Persiguió a esa mujer por bares,
iglesias y restaurantes que ofrecían el pan a precios variados, tiendas
de cosméticos. La buscó por arrabales y barrios de clase media, por
manifestaciones y sórdidas librerías de viejo. La encontró, a veces,
comprando una botella de leche o algo de verdura para la comida, leyendo
distraídamente una revista bajo el sol de marzo, o saliendo de un baño
público. Se le aparecía como una diosa, un signo en el cielo de
felicidad duradera, una conversión a una vida mejor y más rica.
Por fin desarticuló sus defensas, derribó sus murallas y estratagemas, y
una noche pudo llevarla a casa, donde, tras una copa, tres cigarrillos y
algo de vacilante conversación, se encerró con ella en el dormitorio.

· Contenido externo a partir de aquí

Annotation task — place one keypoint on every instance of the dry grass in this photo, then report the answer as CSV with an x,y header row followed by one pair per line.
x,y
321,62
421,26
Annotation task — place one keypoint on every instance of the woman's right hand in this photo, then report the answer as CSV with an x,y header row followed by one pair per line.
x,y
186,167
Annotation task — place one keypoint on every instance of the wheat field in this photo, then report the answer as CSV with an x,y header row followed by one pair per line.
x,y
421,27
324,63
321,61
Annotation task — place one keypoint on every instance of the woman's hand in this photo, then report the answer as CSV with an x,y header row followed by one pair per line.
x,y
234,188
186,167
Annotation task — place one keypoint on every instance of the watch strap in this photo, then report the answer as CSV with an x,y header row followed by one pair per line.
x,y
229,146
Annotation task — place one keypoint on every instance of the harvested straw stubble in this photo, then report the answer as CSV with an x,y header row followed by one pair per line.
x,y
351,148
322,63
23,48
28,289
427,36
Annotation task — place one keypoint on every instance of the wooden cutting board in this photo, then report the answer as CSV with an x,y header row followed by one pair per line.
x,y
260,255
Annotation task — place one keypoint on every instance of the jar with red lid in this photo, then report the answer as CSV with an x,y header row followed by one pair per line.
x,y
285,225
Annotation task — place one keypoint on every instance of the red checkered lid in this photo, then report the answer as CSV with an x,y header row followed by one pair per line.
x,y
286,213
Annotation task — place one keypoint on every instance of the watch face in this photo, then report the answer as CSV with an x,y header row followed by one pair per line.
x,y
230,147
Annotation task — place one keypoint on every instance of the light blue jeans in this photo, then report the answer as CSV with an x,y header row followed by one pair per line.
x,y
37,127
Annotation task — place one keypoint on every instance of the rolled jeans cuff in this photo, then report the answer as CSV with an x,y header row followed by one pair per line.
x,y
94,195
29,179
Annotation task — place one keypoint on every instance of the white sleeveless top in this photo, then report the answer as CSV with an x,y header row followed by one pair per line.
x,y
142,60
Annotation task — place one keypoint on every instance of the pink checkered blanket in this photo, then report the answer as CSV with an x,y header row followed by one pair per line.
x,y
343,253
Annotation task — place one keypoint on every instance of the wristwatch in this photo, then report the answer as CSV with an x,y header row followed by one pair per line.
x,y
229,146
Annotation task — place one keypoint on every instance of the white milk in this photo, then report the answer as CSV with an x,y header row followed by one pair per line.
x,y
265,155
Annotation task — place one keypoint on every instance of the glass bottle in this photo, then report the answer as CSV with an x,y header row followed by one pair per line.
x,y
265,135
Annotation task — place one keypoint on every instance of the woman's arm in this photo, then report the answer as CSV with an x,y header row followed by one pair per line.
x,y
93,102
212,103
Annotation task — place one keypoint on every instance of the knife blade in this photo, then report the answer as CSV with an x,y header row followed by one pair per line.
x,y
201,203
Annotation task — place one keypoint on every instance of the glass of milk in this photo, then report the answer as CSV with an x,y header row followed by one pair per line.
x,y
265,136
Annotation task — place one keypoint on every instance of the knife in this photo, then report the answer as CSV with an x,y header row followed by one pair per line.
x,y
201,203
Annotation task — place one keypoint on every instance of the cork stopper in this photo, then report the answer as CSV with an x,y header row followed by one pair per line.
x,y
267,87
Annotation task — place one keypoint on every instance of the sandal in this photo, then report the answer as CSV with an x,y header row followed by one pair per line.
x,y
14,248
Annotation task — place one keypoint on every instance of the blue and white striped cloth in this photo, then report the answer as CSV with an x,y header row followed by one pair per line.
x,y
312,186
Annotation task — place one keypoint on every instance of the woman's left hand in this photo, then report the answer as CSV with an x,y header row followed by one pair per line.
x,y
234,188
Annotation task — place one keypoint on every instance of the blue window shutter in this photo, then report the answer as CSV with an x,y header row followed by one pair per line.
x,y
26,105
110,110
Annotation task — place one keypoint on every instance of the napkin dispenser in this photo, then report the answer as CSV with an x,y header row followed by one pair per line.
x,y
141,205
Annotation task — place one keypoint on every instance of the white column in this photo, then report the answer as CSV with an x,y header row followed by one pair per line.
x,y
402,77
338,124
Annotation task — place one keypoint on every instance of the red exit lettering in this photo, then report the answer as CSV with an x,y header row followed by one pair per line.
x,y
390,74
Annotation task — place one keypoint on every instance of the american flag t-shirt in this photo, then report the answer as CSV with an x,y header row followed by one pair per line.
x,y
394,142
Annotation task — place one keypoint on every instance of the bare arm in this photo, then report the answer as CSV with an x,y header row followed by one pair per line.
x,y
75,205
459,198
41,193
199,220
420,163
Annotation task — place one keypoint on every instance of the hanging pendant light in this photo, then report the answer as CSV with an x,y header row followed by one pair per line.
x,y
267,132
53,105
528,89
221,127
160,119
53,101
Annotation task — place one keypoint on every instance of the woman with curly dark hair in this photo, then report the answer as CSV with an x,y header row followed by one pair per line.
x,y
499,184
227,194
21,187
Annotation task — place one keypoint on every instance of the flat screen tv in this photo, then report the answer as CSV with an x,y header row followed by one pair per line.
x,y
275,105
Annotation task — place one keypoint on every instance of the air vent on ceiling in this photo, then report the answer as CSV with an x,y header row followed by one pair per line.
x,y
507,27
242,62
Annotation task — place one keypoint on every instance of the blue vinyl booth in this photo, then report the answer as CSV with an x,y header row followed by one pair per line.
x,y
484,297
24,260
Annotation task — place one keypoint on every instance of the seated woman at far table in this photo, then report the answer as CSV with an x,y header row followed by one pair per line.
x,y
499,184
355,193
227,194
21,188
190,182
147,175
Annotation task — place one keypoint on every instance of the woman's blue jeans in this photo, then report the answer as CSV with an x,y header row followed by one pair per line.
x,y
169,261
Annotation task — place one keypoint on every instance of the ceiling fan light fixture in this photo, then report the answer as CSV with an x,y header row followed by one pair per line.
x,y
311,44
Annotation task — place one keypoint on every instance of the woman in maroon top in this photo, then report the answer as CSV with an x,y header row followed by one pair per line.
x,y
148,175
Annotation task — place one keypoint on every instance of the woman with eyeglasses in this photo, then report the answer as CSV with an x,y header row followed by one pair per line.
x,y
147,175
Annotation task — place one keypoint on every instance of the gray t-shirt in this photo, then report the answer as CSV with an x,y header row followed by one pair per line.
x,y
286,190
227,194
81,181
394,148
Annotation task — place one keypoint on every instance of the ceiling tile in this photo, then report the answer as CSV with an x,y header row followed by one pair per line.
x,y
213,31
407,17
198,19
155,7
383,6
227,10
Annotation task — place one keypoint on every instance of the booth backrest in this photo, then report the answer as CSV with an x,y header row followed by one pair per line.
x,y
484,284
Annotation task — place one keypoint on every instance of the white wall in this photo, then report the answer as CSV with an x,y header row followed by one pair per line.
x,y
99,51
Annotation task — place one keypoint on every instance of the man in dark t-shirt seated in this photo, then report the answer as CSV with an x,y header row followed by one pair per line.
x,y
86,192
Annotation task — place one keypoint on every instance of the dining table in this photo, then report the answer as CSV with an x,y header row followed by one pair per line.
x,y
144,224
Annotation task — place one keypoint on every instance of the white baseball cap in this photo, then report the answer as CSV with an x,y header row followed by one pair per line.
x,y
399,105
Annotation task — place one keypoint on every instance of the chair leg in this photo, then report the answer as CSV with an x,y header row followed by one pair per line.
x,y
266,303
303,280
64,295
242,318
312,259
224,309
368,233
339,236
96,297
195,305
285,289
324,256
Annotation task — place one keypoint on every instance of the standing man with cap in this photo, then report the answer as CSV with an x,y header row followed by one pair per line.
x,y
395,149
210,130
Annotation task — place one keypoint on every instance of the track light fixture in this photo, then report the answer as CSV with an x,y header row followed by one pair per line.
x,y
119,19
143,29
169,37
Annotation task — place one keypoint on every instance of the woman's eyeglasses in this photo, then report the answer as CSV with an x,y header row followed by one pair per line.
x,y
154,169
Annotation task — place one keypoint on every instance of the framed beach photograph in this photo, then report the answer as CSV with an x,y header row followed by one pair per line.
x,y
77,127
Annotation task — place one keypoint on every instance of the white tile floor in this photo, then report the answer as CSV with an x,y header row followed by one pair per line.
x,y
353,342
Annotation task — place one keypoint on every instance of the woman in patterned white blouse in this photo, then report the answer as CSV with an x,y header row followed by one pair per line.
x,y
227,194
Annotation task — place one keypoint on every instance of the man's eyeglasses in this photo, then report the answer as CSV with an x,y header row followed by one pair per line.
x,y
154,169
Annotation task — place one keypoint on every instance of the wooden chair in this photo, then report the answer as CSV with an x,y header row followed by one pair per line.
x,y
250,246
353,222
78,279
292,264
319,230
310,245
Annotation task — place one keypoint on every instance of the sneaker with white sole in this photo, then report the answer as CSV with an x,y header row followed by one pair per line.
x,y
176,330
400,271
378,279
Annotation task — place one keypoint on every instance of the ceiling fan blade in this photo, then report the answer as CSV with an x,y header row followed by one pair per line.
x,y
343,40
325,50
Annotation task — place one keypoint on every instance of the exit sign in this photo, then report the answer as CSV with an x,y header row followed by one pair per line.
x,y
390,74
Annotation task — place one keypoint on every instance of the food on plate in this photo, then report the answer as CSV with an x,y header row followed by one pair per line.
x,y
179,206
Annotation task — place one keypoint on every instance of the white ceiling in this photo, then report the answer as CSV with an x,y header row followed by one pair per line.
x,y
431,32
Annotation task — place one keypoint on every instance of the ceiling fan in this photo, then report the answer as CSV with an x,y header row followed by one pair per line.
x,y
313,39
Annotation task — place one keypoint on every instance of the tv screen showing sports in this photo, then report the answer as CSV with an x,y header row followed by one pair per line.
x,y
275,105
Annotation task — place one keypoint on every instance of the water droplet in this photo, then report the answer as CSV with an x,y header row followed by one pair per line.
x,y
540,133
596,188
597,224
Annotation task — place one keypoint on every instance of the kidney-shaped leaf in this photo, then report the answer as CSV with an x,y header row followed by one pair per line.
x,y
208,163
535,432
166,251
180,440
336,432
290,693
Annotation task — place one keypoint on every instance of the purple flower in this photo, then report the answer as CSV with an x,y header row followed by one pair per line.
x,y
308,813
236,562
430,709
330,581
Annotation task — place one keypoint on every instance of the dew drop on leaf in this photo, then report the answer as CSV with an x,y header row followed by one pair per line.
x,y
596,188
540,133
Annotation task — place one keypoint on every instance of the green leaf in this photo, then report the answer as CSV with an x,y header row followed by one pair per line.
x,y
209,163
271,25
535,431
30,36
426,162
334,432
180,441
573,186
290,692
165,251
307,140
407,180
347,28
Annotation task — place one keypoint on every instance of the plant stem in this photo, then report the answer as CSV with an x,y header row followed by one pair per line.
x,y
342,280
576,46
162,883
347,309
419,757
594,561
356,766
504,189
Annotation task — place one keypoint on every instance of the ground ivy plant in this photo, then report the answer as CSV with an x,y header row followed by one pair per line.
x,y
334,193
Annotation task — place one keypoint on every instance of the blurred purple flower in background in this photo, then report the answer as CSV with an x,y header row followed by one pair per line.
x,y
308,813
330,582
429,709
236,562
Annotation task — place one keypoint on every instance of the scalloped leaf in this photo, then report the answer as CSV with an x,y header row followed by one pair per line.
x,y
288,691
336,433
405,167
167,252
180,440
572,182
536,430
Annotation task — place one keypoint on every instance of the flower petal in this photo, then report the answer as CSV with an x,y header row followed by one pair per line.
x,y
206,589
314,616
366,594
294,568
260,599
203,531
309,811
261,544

Si por él hubiera sido, para no salir jamás. Comenzó a desnudarla con
urgencia, a rozar con sus dedos su carne ondulante, sus labios y
pestañas. De repente, una duda le asaltó el pensamiento. Aceleró
impaciente la marcha de las manos sobre la ropa, desabotonando, bajando
cremalleras y soltando broches infinitos. Ya no era el deseo de la carne
lo que le empujaba, sino el solo anhelo de saber. Buscó, como en un
callejero interminable, lo que más temía encontrar y, finalmente, en la
espalda, encontró la pequeña inscripción. Cerca del culo. Made in China.